Light refreshments will be served at this meeting of the workshop, which will be the last meeting of Art and Politics for the fall quarter. We’ll look forward to seeing you there, and please keep an eye on this space for the announcement of the APEA winter schedule.

Monday, December 1, 4:30-6:00PM
Logan Center Seminar Terrace Room, 801 (915 E 60th Street)
Yan Haiping (Chair of Foreign Languages and Literatures, Tsinghua University)
“My Dream: The Intermedial Turn in Contemporary Chinese Performing Arts”

On Monday, December 1, please join APEA and the Theater and Performance Studies Workshop for a discussion of Yan Haiping’s article “My Dream: The Intermedial Turn in Contemporary Chinese Performing Arts.” The article is available here.

Yan Haiping is a former full professor of Critical Studies in the School of Theatre, Film and Television at UCLA and professor of Theatre, Comparative Literature, and East Asian Studies at Cornell University, and has also been a University Professor of Cross-Cultural Studies at Shanghai Jiaotong University and a Fellow at the Cornell Institute for the Study of Economy and Society, Cornell University. She is currently the Chair of Foreign Languages and Literatures, Vice Dean of the College of the Humanities, and Dean of the Tsinghua Institute for World Literatures and Cultures at Tsinghua University.

Please note the special day, time, and location of this meeting. The Theater and Performance Studies Workshop is also hosting a dinner at the Snail following the presentation. To RSVP, please contact Amy Stebbins (amystebbins@uchicago.edu) or Anne Rebull (anner@uchicago.edu) by Saturday evening at 5PM. We look forward to seeing you there!

richardmeyer

Wang Renmei, “the wildcat of Shanghai”

Thursday, November 6, 4:30-6:30PM in CEAS 319 (1155 E 60th St)
Richard J. Meyer (President Emeritus, San Francisco Silent Film Festival)
“Politics in the Shanghai Film Industry in Republican China: The Case of Wang Renmei”
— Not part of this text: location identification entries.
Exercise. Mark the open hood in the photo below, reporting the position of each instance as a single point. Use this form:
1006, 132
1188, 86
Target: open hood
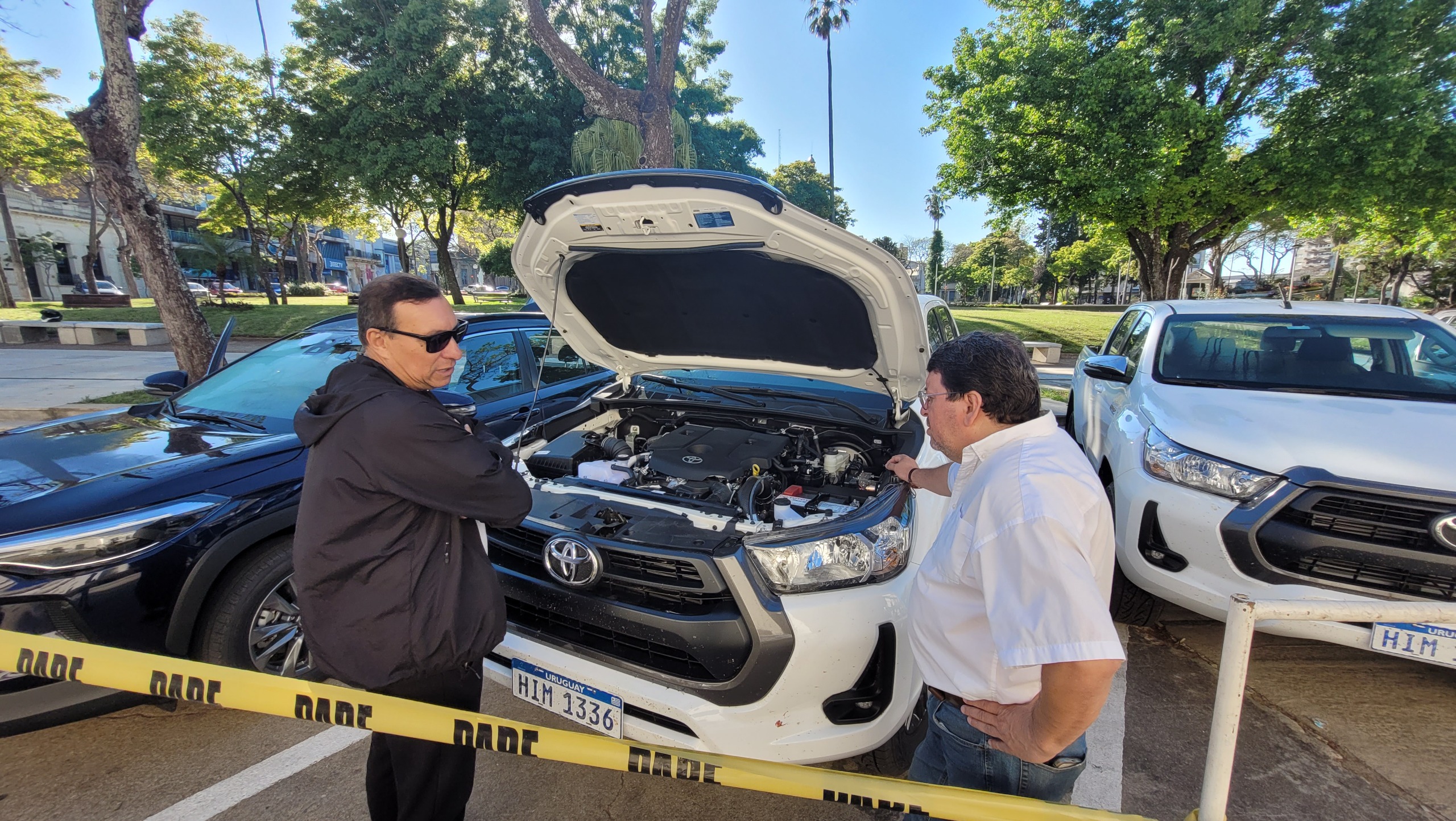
672, 269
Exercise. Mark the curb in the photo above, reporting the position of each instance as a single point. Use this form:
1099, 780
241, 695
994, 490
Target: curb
47, 414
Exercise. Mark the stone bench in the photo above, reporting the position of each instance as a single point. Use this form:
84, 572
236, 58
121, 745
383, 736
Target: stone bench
1044, 353
24, 331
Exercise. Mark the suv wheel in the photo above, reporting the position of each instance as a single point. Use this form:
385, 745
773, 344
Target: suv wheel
893, 757
1133, 605
253, 618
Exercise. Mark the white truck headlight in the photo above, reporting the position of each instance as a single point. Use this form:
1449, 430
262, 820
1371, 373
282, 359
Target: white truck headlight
1173, 462
833, 555
101, 541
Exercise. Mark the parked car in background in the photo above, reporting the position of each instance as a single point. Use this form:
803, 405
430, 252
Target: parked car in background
1282, 450
102, 287
168, 527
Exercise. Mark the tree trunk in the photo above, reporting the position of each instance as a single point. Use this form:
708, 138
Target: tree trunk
111, 126
16, 258
829, 59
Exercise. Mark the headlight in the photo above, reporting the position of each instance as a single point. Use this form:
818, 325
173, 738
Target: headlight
101, 541
1174, 463
833, 559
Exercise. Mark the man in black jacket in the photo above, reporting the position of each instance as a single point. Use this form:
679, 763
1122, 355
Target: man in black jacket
395, 588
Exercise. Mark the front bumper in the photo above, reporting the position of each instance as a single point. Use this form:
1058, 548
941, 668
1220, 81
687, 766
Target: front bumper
835, 635
1199, 527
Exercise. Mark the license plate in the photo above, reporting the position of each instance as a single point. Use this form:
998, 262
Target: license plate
567, 698
1434, 644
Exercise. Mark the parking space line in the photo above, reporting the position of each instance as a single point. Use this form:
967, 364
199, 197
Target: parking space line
229, 793
1101, 783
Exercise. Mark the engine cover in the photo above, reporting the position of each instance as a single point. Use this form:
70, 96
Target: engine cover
698, 452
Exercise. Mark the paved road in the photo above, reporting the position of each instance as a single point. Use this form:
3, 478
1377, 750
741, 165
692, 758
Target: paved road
53, 376
1329, 734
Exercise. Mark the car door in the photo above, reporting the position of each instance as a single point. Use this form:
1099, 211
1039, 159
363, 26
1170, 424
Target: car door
1110, 398
564, 376
1083, 389
491, 373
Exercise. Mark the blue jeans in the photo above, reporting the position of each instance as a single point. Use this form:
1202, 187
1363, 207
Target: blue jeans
957, 754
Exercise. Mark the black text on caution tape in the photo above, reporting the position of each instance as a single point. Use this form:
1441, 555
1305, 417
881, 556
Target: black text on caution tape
48, 666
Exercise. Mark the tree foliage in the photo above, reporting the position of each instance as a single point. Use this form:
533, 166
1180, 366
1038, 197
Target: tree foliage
810, 189
1174, 121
On Thursday, November 6, please join us for a presentation by Richard Meyer, author of Ruan Ling-yu: The Goddess of Shanghai and Jin Yan: The Rudolph Valentino of Shanghai. Meyer’s recent work on Wang Renmei “explores her artistic achievements amid the prevalent anti-feminist and feudal society in China prior to the founding of the People’s Republic in 1949,” and shows that “[her] life is emblematic of the experiences of many left-wing and Communist Party members from the Shanghai film community who were viewed with suspicion and enmity by the Yan’an clique headed by Mao and later the Gang of Four” (Columbia University Press).

Please note the special day and time of this presentation. Light refreshments will be served at the workshop.